UPDATED 10/5/05

I will digress from commenting on Post for a while (I haven’t posted a comment in quite some time…sorry) and talk a little about production.

One vital part of the documentary process is the need for viewing copies of your footage (interviews mainly) with visible timecode, usually on VHS or DVD. These are needed for two reasons: a) for the producer to be able to watch the interviews and b) so that they can be sent to a transcription service so that a text document of the interviews can be made. Both of these reasons help the producer/writer write the script and determine what part of the interview they want on screen. The process of sending the masters to a dub facility and getting 1 or 2 VHS dubs struck of each tape is an expensive process….typically averaging about $20 per tape. When you have 20 interviewees, and 2-4 tapes per interviewee, that is a HUNK of cash.

But the camera operator on this production came up with an alternate method that is, in my eyes, very revolutionary, and very high tech. I thought it was so cool and such a money and time saver that I asked him to share it. He was more than happy to:

“Here is the system I used to make downconverts with on-screen time code:

From the Panasonic Varicam, I feed the output to an AJA box (HD10MD3) that takes the HDSDI and converts it to analog composite NTSC out.
This composite out is fed into a horita box, along with a feed of timecode from camera TC out. From the Horita box (old WG-50II), composite video NTSC emerges with time code in a window at the bottom of the screen. Since the picture is 16×9, and the AJA box is set to letterbox it into a 4:3 picture, the timecode is almost completely out of the picture frame in the black lower part of the letterbox. Since the AJA does not extract the audio from the HDSDI, I feed audio from the headphone out of the camera, along with the video with the timecode window, into the Sony DCR-HC32 MP4 camera which records it on a memory stick as MPEG-1 files with muxed audio. 180 minutes of 1/2 size video fit on a 1gig stick. The stick is downloaded into the computer.

For another client, I record onto mini DV camera and give them DV tapes with the downconvert with timecode window.
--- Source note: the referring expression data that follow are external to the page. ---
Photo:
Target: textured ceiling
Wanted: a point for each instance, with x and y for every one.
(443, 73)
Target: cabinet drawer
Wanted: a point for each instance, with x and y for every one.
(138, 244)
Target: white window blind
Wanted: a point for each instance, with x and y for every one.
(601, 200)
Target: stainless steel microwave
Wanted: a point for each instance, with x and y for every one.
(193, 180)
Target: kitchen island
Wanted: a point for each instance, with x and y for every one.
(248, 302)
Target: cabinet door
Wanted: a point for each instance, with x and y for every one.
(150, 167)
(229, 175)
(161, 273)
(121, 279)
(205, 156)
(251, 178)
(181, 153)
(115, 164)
The only odd thing is that since the video is going through the AJA box, and the audio is coming straight out of camera, the audio is a frame or so ahead of the video. I have not really chased down exactly the offset, as the tapes are used for viewing and logging, not editing.
You could offline with these tapes, but they don’t have the 24 frame flags, and you would have to enter the code from a frame of the video into the system. You also might have to slip the audio back a frame against the video.

The box from Miranda (the DVC-822 for Panasonic, and DVC-802 for Sony) can do all this and put it out over firewire with code, I think. The $10,000 price for the Miranda made us decide to go the AJA route, with the HD10MD3 box costing just under $2000. We tried another box called the DV portal which was supposed to take SDI and give you DV with audio and timecode, but the AJA box does not pass the rp188 code from the Varicam HDSDI, so the portal was not of any real use.

You could feed all this to a firestore unit to go straight to an editable DV file, or use the Sony analog/digital (or a DV camera) to give you a firewire to feed straight to a laptop in the field.”

The producer loves this, as if he needs access to a certain byte, he just loads it up on his laptop and plays away, easily able to get to any point in the tape….rather than loading up and cueing up a VHS tape. Plus, he was able to post them on a FTP server for the translator to download and translate the spanish into english. Very handy.